I attend a lot of conferences, many devoted to marketing and communications professionals, and I am amazed at how many speakers fail. Often they are professional communicators who are failing at communicating. Hmm…if you can’t stand up in front of 50, 100 or 200 people and deliver, why would anyone want to work with you.
You know good speakers when you see and hear them. They engage you so you’re watching them, not a screen. They appear to be real experts who leave you with messages you remember and can use. Unfortunately I often sit in an audience and see people who don’t know their material, read from a script or speak in a monotone voice that turns your attention to your Blackberry or watch. Get me the hell out of here!

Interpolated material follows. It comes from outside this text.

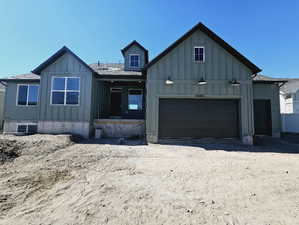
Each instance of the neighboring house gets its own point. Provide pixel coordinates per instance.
(198, 87)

Of course, the most egregious villain in public speaking failure today is PowerPoint. You know the drill. The speaker turns from the audience, stands sideways and becomes glued to a screen where their unreadable PowerPoint slides bore you to death. They engage the screen, not you.
For starters, here are a few tips:
- Know your material. It’s okay to reference some notes to stay on track, but you should be able to give your presentation and speak to each point as if you are having a conversation with a colleague. It’s not just a matter of practice, it’s a matter of speaking about what you know – and know well.
- Engage your audience. Begin by knowing who they are and what they’re interested in. Speak to what their interests are.
- Limit the PowerPoint if you use it at all. A few words or pictures to orient the audience is enough. A video is great. But no one can read or cares about little tiny words or numbers. It puts them to sleep and take attention from the main attraction – you.
- Practice and practice again. Until you have actually delivered your whole presentation, you don’t know how you will do. Before the first time I deliver a particular presentation, I do this in my hotel room the night before, learn where I stumble and what I should adjust.
- Get training if you need it. Content is crucial but not enough when you have hundreds of people in a crowd. You’re a professional communicator, so act like one.
We all know why people speak at conferences. It’s good exposure for you or your company that you hope will result in greater exposure, new business leads or maybe a new job. Take advantage of the opportunity.